O Estado de S. Paulo, 16 Jul 2021

FABIO GIAMBIAGI – ECONOMISTA

Defrontado com a Inquisição para que renegasse suas ideias acerca do funcionamento do que hoje conhecemos como sistema solar, Galileu Galilei teria se submetido à determinação a ele imposta, mas não sem antes exclamar “Eppur si muove!”, o que podia ser entendido como: “O.k., vocês venceram, mas isso não muda o fato de que a Terra se move em torno do Sol – e não o contrário”.

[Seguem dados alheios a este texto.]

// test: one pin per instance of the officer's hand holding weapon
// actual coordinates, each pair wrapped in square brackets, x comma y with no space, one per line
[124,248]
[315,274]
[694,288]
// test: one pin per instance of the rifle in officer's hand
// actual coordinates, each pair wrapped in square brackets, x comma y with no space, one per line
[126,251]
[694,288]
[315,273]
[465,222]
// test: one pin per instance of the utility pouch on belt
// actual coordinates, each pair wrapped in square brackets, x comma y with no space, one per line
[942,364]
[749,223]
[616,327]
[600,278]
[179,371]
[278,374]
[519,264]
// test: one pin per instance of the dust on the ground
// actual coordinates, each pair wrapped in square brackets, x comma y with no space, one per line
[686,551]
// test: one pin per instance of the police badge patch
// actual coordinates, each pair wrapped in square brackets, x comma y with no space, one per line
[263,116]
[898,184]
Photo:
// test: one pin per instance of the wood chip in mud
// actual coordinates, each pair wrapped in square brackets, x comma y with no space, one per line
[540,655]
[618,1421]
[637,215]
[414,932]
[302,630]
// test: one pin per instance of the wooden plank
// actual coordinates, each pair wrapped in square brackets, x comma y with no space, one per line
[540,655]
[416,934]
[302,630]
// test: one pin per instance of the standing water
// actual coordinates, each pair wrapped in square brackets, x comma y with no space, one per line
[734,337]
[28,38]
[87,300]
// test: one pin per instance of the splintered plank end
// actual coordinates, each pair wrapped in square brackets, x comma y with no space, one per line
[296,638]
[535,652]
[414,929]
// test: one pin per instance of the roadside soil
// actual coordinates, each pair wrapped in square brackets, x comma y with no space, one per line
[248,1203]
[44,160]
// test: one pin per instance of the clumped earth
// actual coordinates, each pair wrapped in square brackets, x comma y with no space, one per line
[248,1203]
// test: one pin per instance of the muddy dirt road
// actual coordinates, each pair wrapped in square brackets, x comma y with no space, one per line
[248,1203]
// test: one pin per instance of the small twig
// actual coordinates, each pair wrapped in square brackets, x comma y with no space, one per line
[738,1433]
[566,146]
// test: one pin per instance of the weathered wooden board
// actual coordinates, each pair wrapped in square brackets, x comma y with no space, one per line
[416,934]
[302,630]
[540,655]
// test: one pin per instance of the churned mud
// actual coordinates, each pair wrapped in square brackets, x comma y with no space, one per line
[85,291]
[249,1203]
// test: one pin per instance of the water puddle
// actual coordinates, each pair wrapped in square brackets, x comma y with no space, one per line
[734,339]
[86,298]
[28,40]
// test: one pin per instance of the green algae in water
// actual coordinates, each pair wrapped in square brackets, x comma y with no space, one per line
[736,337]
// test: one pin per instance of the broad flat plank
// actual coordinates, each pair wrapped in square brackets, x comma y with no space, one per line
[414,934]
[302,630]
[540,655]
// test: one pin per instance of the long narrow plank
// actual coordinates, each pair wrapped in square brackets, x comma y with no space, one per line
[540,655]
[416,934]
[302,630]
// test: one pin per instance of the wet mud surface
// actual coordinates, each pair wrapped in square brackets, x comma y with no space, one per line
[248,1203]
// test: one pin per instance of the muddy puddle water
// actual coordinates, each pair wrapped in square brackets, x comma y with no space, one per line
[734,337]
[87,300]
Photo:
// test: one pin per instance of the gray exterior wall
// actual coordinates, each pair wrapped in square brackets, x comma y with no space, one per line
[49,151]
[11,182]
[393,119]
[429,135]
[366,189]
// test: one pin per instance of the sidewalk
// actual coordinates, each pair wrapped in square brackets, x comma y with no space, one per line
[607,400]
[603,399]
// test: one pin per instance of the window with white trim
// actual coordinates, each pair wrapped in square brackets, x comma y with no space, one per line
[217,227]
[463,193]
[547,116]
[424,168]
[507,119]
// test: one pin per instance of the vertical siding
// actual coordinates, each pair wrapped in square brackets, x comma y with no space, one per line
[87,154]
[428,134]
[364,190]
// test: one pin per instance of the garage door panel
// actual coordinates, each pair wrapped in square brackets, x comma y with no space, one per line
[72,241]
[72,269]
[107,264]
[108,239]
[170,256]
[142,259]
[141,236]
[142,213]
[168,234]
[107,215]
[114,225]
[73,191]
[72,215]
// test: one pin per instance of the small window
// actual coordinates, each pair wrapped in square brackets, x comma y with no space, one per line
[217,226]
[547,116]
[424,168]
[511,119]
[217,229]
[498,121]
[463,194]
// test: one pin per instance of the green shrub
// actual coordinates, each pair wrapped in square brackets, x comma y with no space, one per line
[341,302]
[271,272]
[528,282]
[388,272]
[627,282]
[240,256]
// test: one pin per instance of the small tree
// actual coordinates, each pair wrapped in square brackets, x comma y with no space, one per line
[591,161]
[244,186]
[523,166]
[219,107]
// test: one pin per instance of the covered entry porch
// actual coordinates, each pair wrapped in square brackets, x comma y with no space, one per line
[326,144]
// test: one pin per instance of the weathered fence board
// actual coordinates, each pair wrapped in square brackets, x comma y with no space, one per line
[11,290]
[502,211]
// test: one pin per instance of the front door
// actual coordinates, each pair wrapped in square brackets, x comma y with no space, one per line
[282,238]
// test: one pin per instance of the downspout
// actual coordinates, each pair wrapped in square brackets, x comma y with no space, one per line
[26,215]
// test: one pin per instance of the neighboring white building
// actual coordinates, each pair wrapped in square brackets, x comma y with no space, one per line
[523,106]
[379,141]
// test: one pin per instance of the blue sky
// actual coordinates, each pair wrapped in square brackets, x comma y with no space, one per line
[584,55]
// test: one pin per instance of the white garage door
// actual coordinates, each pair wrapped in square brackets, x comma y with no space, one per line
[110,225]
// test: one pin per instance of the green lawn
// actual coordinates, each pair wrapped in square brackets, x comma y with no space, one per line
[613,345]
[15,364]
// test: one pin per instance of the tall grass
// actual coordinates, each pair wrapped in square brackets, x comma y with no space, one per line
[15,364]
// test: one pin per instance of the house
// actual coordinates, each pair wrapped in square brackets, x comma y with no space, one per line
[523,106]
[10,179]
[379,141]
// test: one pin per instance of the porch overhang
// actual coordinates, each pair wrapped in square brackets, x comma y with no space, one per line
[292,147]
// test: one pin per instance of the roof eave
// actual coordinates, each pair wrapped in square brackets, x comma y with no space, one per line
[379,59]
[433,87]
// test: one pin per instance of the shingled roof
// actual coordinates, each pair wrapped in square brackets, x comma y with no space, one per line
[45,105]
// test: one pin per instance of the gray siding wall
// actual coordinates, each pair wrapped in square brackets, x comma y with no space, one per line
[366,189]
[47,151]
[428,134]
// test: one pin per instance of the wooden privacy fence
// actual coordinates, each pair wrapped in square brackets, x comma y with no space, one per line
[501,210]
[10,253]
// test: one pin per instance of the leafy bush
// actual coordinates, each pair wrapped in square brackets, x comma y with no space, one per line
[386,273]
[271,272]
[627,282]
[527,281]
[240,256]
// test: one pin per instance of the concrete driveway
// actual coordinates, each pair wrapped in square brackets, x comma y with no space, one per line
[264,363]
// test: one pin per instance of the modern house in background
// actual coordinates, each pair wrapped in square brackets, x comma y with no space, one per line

É impossível não lembrar da frase ao pensar sobre o significado das reviravoltas da nossa Justiça, notadamente a partir de decisões do próprio Supremo Tribunal Federal (STF), acerca das denúncias de corrupção julgadas em anos anteriores e, posteriormente, anuladas em razão de vícios processuais. É natural que quem foi por elas beneficiado reclame inocência. Não é isso, contudo, que queremos discutir hoje neste espaço, mas outra coisa: o que foi que aconteceu realmente no período que foi objeto daquelas decisões? Para o debate que o País terá de encarar em 2022, é isto o que interessa: “Aquilo tudo” aconteceu? Ou seja, para além das decisões judiciais acerca de pessoas específicas, houve ou não casos gritantes de corrupção naqueles anos? Quais foram os fatos?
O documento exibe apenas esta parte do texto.